Teaching in Korea: About the Korean Culture
Korean culture is very intricate and fascinating. From addressing elders with different spoken language to using two hands when pouring alcohol in your boss’ glass, Koreans take tremendous pride in their traditions and cultural mannerisms. The origins of Korean culture stem from Confucius ideology, based on social hierarchy and age. Older generations however, are becoming increasingly concerned with the modernization and Westernization of younger generations, fearing that they will lose certain embedded traditions.
With a long history of struggle and war, Koreans are very patriotic and passionate about maintaining their culture, traditions and ideology. Korea is one of the most ethnically homogeneous countries in the world, with forty-five percent of the population having the surnames Kim, Lee or Park. This homogeny is a result of Koreans, for years, fearing the elimination of their people, their language and their culture at the hands of ruthless invaders.
The Korean sense of pride and patriotism is definitely worthy in many respects: South Korea has evolved from a once war-torn and developing nation into a developed nation that is recognized internationally as a world leader in technological advancements. It is also one of the world’s fastest growing economies.
Koreans are focused on high standards of education for their population as a means of intellectual and technological advancement.
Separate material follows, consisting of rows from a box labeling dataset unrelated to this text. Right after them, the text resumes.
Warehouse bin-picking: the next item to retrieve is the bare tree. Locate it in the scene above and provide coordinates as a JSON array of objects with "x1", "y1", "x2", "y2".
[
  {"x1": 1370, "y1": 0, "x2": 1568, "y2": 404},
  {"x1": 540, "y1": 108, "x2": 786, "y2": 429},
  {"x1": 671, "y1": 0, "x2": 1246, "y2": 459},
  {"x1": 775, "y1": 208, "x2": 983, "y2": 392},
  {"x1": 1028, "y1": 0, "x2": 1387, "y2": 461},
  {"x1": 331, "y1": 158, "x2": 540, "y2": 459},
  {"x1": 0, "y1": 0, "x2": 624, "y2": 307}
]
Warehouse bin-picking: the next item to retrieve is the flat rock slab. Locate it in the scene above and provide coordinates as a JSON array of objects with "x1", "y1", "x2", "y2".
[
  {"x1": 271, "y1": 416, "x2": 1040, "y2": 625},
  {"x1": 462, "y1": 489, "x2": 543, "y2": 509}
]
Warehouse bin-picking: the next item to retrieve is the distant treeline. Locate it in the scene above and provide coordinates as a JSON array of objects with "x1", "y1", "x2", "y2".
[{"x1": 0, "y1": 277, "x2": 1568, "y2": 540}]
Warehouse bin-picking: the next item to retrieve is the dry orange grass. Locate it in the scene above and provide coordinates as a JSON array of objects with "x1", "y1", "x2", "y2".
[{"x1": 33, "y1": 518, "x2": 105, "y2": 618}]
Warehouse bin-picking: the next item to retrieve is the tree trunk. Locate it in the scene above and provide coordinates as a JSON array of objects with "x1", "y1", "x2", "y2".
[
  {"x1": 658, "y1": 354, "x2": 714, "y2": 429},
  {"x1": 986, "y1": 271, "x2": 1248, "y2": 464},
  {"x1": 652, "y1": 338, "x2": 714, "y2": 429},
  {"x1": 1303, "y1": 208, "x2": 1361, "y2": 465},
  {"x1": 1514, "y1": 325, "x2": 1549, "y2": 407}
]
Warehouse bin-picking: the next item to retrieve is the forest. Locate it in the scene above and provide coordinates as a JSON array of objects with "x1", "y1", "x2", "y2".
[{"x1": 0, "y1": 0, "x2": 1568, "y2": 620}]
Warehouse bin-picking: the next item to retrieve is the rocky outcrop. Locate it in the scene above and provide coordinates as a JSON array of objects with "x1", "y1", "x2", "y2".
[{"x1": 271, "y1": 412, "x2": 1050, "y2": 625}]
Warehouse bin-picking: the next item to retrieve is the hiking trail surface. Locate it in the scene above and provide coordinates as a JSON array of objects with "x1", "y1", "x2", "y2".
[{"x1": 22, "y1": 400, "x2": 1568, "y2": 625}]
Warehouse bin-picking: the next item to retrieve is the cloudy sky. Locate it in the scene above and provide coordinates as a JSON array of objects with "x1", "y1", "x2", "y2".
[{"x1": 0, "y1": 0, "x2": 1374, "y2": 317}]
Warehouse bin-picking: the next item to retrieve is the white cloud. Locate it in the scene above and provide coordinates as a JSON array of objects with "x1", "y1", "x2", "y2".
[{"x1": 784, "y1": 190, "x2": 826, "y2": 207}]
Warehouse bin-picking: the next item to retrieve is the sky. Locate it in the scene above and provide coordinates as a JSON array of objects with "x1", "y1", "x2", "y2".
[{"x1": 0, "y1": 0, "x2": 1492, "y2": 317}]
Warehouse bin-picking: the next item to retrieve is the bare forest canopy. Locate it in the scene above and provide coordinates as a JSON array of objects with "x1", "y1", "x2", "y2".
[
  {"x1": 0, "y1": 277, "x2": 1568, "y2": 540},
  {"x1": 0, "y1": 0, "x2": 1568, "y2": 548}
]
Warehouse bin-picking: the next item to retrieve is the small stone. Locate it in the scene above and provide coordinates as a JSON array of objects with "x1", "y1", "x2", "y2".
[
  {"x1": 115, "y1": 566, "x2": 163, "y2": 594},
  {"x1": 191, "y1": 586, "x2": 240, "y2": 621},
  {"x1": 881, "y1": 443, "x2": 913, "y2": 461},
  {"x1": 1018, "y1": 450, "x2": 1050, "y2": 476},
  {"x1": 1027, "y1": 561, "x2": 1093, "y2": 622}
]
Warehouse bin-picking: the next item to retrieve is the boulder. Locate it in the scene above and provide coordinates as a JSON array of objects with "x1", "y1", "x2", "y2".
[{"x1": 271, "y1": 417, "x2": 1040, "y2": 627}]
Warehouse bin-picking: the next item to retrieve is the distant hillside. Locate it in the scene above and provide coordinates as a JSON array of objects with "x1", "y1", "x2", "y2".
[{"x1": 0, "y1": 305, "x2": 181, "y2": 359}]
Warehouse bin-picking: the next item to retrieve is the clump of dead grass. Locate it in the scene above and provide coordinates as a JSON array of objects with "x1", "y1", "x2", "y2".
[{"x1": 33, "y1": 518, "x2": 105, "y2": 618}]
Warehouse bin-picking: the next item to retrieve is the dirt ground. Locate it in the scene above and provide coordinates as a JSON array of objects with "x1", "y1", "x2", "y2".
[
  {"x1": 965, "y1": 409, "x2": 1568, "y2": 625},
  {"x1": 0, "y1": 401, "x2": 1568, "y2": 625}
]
Being a nation of limiting physical geography, having to share 70% of its land with imposing mountains, Korea has focused on industries such as technology, automation and electronics (to name a few), in lieu of agriculture. Their educational focus has left the nation with one of the highest literacy rates in the world, which has resulted in the demand for native English speakers who are employed in teaching jobs across the country.
High school students in Korea study very hard for their entrance exam for university (comparable to the SAT in the US). Children also often go to 1-3 different private schools (called ‘hagwans’ in Korean), at a time for additional lessons in a variety of subjects. This is standard for children and most enjoy this as it is a means of seeing their friends and not as a punishment. Private English schools are the most popular type of private school.
Koreans are generally very friendly and hospitable people. They will express enthusiasm and excitement when any foreigner makes an effort to speak Korean or partake in any of their traditions. Although warm in many ways, Koreans can also be blunt and to the point, which can sometimes be insulting. Do not mistake this for poor manners or rudeness; it is simply a difference in cultural norms.
Korea has two major religions, Buddhism and Christianity. Its official language is Korean, which is one of the only phonetic languages in the world, like Turkish, which also helps in maintaining a high literacy rate nationwide.
There is no such thing as tipping in Korean culture. Doing so would be seen by Koreans as a sign of ‘pity’ for the work that they are doing. Although it might be considered rude in Western culture not to tip, it is not considered the same in Korean culture.
Bowing is considered polite and a common greeting/acknowledgement. Bowing is more commonly used over shaking hands and especially hugging, so do not be insulted if your version of a warm greeting is not well received.
Plastic surgery is quite the rage in Korea and many Korean girls especially will be enticed to get surgery to look more ‘western’; double eyelid surgery, or nose enhancements are common. The affordability of plastic surgery in Korea has also contributed to its popularity.